If you run a school system and you want to make a big splash, buy a lot of glizy, gleaming tech and offer it to the students. But according to Dr. Madhav Chavan, who runs the educational non-profit company Pratham in India, that purchase probably won't do much for students who aren't already going to succeed.
The reason, Dr. Chavan says, is because the tech is just a patch on a broken system, and because much of the modern communication and information system isn't linear. While the traditional education system, which sorts students into grades and categories based on age and shlurps them up at one end to dispense them at the other whether they are actually educated or not, is most definitely linear.
I won't argue with Dr.
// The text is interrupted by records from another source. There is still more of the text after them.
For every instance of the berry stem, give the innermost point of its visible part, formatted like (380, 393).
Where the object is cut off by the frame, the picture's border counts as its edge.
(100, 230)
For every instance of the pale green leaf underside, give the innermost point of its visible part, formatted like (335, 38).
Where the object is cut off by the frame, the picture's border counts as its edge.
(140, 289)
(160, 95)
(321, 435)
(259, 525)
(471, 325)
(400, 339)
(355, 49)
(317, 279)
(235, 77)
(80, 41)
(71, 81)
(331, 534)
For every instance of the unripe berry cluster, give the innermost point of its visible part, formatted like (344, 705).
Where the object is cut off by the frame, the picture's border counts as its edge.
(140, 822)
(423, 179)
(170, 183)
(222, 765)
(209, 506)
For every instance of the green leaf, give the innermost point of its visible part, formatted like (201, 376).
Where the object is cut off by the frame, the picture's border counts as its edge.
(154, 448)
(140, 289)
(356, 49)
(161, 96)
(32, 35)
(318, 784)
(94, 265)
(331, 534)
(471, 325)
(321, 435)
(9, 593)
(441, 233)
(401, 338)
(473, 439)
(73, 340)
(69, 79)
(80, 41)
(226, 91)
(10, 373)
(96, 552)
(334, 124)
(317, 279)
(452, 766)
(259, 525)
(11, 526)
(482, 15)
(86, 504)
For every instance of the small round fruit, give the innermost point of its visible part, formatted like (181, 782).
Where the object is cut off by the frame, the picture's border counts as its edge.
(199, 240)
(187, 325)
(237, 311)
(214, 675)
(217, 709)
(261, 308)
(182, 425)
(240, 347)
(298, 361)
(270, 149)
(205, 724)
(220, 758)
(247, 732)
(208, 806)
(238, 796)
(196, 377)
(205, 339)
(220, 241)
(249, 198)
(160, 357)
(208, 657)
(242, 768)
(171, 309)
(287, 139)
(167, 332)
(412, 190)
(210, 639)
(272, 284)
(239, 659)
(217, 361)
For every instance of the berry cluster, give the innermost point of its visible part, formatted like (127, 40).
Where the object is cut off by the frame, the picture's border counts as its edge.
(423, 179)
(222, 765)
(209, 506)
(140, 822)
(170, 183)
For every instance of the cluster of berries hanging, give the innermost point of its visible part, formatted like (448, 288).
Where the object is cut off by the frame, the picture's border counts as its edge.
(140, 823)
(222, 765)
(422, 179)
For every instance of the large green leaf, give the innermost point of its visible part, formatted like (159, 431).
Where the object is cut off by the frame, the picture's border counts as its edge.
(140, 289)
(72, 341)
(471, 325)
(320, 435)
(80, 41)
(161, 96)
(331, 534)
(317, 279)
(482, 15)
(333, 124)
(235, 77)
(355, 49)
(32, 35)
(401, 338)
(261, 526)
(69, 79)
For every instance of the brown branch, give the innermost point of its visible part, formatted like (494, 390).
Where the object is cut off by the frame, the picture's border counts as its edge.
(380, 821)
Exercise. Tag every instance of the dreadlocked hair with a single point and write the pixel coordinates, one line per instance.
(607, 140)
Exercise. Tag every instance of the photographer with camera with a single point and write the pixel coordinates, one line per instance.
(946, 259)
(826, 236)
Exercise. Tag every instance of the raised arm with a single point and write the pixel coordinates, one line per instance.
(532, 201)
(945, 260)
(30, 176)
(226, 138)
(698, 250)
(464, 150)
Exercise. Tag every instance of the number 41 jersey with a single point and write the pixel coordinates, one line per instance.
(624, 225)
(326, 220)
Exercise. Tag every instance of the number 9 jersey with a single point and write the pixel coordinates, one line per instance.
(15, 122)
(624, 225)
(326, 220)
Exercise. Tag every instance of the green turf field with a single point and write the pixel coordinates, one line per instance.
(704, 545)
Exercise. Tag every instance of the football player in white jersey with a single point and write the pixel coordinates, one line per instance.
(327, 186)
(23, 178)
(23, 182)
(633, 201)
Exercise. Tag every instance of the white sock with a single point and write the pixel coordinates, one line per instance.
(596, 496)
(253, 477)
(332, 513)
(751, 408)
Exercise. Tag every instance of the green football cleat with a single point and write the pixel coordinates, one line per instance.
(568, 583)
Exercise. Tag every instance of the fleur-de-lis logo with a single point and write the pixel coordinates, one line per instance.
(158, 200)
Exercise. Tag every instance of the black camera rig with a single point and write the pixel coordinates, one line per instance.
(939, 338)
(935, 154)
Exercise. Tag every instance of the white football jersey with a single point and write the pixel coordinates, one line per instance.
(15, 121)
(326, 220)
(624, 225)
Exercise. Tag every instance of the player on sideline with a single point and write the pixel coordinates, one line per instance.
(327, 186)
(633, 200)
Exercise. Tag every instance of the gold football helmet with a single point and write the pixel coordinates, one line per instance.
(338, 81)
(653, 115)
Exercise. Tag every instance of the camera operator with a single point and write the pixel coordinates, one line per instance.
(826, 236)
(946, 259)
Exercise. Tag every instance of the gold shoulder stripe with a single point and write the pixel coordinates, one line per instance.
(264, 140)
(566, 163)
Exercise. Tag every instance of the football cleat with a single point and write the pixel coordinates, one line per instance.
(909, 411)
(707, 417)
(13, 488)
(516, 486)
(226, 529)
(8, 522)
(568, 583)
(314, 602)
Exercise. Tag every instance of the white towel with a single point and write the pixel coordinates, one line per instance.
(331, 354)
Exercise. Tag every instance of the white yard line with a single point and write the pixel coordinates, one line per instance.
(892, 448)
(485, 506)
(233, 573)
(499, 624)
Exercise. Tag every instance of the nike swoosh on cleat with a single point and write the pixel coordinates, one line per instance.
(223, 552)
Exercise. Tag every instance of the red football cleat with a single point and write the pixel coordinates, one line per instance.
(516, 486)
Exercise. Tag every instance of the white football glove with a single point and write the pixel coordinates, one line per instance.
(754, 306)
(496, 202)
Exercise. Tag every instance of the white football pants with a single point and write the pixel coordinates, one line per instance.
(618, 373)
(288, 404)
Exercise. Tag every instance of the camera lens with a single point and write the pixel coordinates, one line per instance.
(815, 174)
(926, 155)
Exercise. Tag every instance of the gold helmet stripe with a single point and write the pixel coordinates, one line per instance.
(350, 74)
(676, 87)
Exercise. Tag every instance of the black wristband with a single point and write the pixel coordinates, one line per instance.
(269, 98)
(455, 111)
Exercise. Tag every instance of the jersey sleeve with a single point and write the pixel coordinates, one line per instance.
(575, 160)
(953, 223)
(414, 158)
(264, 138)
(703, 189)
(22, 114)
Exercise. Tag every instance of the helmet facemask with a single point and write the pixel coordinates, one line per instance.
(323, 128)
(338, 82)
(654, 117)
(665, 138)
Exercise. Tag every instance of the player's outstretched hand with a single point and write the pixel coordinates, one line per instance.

Chavan, whose company is the largest nongovernmental education supplier in India. He began it after teaching chemistry at the University of Houston and then the Institute of Chemical Technology in Mumbai. Pratham began as a way to provide low-cost preschool education among the poorest people of Mumbai, and its success earned him the WISE Prize in Education in 2012. He probably knows a lot more about the intersection of technology and education than I do, and I would have to agree about the limited effectiveness of a non-linear-oriented set of tools in somehow repairing or improving a linear system.
But I'd take it one step more, myself. To me, one of the largest reasons that technology alone can't "fix" broken education systems is that education of human beings requires, before anything else, invested and interested human beings. The best teachers I remember are ones who wanted me to know the stuff they taught because I would be better off knowing it. My least favorites either wanted me to think just like they did or didn't much care whether I came out of class knowing anything more than I did when I went in. The best could teach with chalk and a flat rock; the worst couldn't help me learn anything with a Cray XK7 at their disposal.
Of course, hiring teachers like that means you have to make some room for them by offloading the dead weight. And ditching a significant percentage of anybody employed by the school who has a two- or three-word title beginning with "assistant" or "deputy." And probably a couple of other things, but I doubt Dr. Chavan needs my advice on that.